Vecinos y organizaciones frenaron un desalojo en la traza de la ex AU-3 en Villa Ortúzar

Se ampararon en la Ley 6769, sancionada en 2024, que fijó un protocolo para la relocalización de quienes viven en estos inmuebles.
Un intento de desalojo en la traza de la Ex AU-3 fue frenado por vecinos y organizaciones vecinales de Villa Ortúzar. El hecho ocurrió en la mañana de este martes 21 de julio, en medio de la llovizna y el día gris, y terminó horas después, con el retiro del personal y los vehículos que habían sido desplegados, al punto de cortar por completo la calle Holmberg, esquina Giribone. Ante los primeros movimientos, residentes de la zona se contactaron y se ampararon en la normativa vigente para impedir la medida.
Todo se dio en Holmberg 1351/1355, un inmueble donde viven dos familias e integra la traza de la extinta AU-3, dentro del denominado «Sector 4», que es el que todavía no vivió las transformaciones que sí tuvieron los terrenos expropiados y demolidos en los años ´70 que cambiaron su imagen.
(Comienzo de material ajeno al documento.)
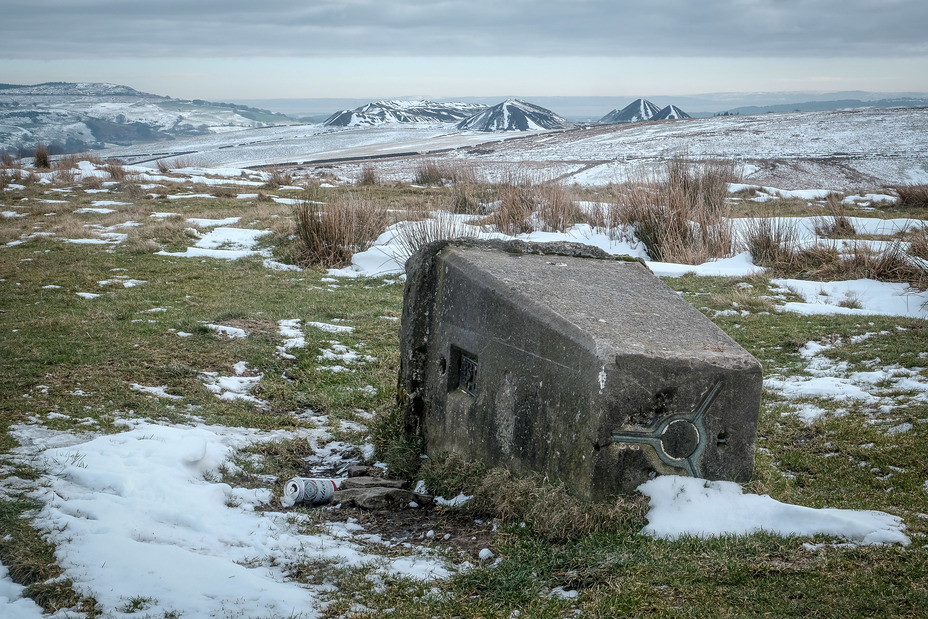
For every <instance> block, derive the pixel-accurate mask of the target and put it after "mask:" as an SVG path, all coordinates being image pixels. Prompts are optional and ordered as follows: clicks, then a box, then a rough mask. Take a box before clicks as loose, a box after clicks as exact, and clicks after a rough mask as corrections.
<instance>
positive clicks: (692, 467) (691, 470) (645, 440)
mask: <svg viewBox="0 0 928 619" xmlns="http://www.w3.org/2000/svg"><path fill="white" fill-rule="evenodd" d="M721 390H722V381H718V382H716V383H715V385H713V386H712V388H711V389H710V390H709V392H708V393H707V394H706V395H705V396H704V397H703V399H702V400H701V401H700V402H699V405H698V406H696V408H695V409H694V410H693V412H692V413H689V414H686V415H671V416H669V417H664V418H663V419H660V420H658V422H657V423H656V424H655V425H654V426H652V427H650V428H648V429H647V430H644V431H642V432H614V433H613V434H612V442H613V443H637V444H640V445H650V446H651V447H653V448H654V451H655V453H656V454H657V457H658V458H660V459H661V461H662V462H663V463H664V464H666V465H668V466H672V467H674V468H678V469H683V470H685V471H686V472H687V473H689V475H690V476H691V477H702V472H701V471H700V468H699V459H700V457H701V456H702V454H703V452H704V451H705V450H706V444H707V440H706V429H705V426H703V423H702V418H703V415H704V414H705V412H706V411H707V410H708V409H709V407H710V406H711V405H712V402H713V401H714V400H715V398H716V396H718V394H719V391H721Z"/></svg>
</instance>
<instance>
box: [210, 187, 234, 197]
mask: <svg viewBox="0 0 928 619" xmlns="http://www.w3.org/2000/svg"><path fill="white" fill-rule="evenodd" d="M209 195H211V196H215V197H217V198H236V197H238V192H237V191H235V190H234V189H232V188H231V187H223V186H221V185H212V186H211V187H210V189H209Z"/></svg>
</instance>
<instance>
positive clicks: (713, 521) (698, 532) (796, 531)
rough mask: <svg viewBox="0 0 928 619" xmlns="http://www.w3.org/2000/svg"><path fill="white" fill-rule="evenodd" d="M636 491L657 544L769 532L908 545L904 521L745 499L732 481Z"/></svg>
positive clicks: (702, 483) (868, 511)
mask: <svg viewBox="0 0 928 619" xmlns="http://www.w3.org/2000/svg"><path fill="white" fill-rule="evenodd" d="M638 490H639V491H640V492H641V493H642V494H644V495H645V496H647V497H648V498H649V499H650V500H651V501H650V511H649V512H648V516H647V517H648V525H647V526H646V527H645V528H644V529H642V531H641V532H642V533H643V534H645V535H649V536H651V537H654V538H656V539H668V540H675V539H679V538H680V537H683V536H694V537H702V538H708V537H722V536H725V535H750V534H752V533H760V532H767V533H773V534H776V535H782V536H800V537H807V536H813V535H830V536H834V537H837V538H840V539H844V540H848V541H851V542H854V543H856V544H863V545H869V544H901V545H903V546H908V545H909V542H910V540H909V537H908V536H907V535H905V534H904V533H903V531H904V530H905V525H904V524H903V523H902V520H901V519H900V518H899V517H897V516H893V515H891V514H887V513H884V512H878V511H859V510H849V509H832V508H826V509H813V508H810V507H802V506H799V505H790V504H788V503H781V502H779V501H777V500H775V499H773V498H771V497H769V496H767V495H756V494H745V493H744V491H743V490H742V488H741V486H739V485H738V484H736V483H734V482H728V481H706V480H704V479H698V478H693V477H679V476H675V475H665V476H662V477H658V478H656V479H652V480H651V481H648V482H646V483H644V484H642V485H641V486H639V487H638Z"/></svg>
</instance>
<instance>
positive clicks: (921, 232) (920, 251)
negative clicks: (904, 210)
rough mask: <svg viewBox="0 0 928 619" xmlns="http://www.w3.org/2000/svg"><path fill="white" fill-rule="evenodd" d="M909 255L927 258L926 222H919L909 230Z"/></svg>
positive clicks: (926, 231)
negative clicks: (920, 222) (914, 226)
mask: <svg viewBox="0 0 928 619" xmlns="http://www.w3.org/2000/svg"><path fill="white" fill-rule="evenodd" d="M908 240H909V255H911V256H915V257H916V258H920V259H922V260H928V224H926V223H925V222H921V223H920V224H919V225H918V226H917V227H914V228H913V229H912V230H910V231H909V238H908Z"/></svg>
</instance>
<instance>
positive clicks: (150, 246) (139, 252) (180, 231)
mask: <svg viewBox="0 0 928 619" xmlns="http://www.w3.org/2000/svg"><path fill="white" fill-rule="evenodd" d="M187 227H188V224H187V220H186V219H185V218H184V217H183V216H182V215H171V216H169V217H163V218H159V219H156V220H154V221H148V222H146V223H145V225H143V226H138V227H134V228H130V229H129V234H128V238H127V239H126V242H125V243H124V247H125V248H126V249H127V250H128V251H129V252H132V253H136V254H141V253H151V252H154V251H158V250H159V249H162V248H164V247H167V246H170V245H184V244H186V240H187V238H188V237H187V236H186V234H185V233H184V230H186V229H187Z"/></svg>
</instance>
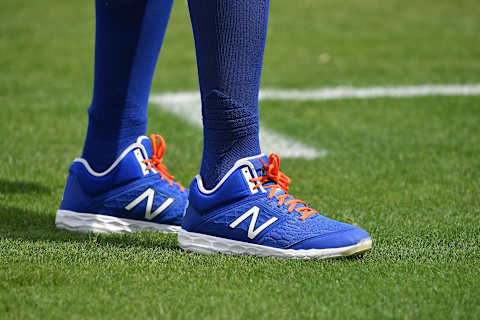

Cuando todavía era de noche, se cortó el tránsito de esta calle con la «cinta de peligro» y se desplegó personal de la Comisaría 15C de la Policía de la Ciudad, funcionarios porteños y un camión celular de gran porte de la Infantería de dicha fuerza.
Los principales representantes de la administración de Jorge Macri fueron Jerónimo Penjerek, perteneciente a la Jefatura de Gabinete porteño, y el arquitecto Gustavo Miguez, Coordinador de la Dirección General Guardia de Auxilio y Emergencia. El despliegue y la presencia de estos funcionarios, así como los vehículos policiales, activaron un aviso interno entre vecinos/as, que se trasladó a organizaciones vecinales, principalmente «El Galpón de Ortúzar», de gran activismo en el barrio, y «La Cámpora».
Juan Martín Chippano, uno de los referentes de este espacio, comentó a este periódico cómo se organizó la respuesta. «Cerca de las 7 de la mañana, vecinos de la traza de la ex AU-3 nos avisaron que había un operativo policial. Allí observaron a un arquitecto que querían hacer un informe por las condiciones edilicias de la vivienda, lo que nos hizo dar la pauta de que lo que venía es lo que ya están haciendo en otros lugares: usar un acta de peligro de derrumbe para desalojar de hecho a las familias que viven ahí. Lo que sigue en esos casos es, con el documento firmado, aunque no exista tal peligro, se saca a la gente y se tapia la vivienda», explicó.
Lo cierto es que los vecinos de la zona están «alertas» ante cualquier intento de desalojo. «Saben que es una de las pocas políticas que tiene Jorge Macri, así que ni bien llegó el aviso, salimos a frenarlo», siguió Juan Martín. Ante eso, precisaron que estos inmuebles están comprendidos en la Ley 6769, aprobada en 2024 tras una larga lucha vecinal y el trágico incendio de 2023, la cual determinó que las familias que viven en estos inmuebles forman parte del programa de recuperación social y urbana. Y al mismo tiempo, suspende los desalojos hasta que se efectivice la incorporación, o no, de ellos, a través de la Unidad Ejecutora.
«Los vecinos, al tanto de la ley, y con la movilización de muchos de nosotros, insistieron en que se estaba violando la misma, y recordaron que hay hasta un proceso judicial en uno de los inmuebles que suspendió un desalojo anterior. Entonces, poco después, a los funcionarios presentes les dieron la instrucción de levantar el operativo», resumió Juan Martín. Al respecto del proceso judicial, este periódico había dado cuenta en junio pasado.
En el primer semestre del año, se había hecho sentir la avanzada del Gobierno de la Ciudad en su política de desalojos, y en mayo se había realizado una convocatoria para frenar los desalojos que los vecinos consideraban inminentes en torno a la Plaza Malaver. El asunto es uno de los que más moviliza al activismo barrial en Villa Ortúzar, junto a Chacarita, uno de los barrios donde más rezagada está la reparación de la traza de la ex AU-3, a pesar de que pasaron casi cincuenta años del fallido proyecto.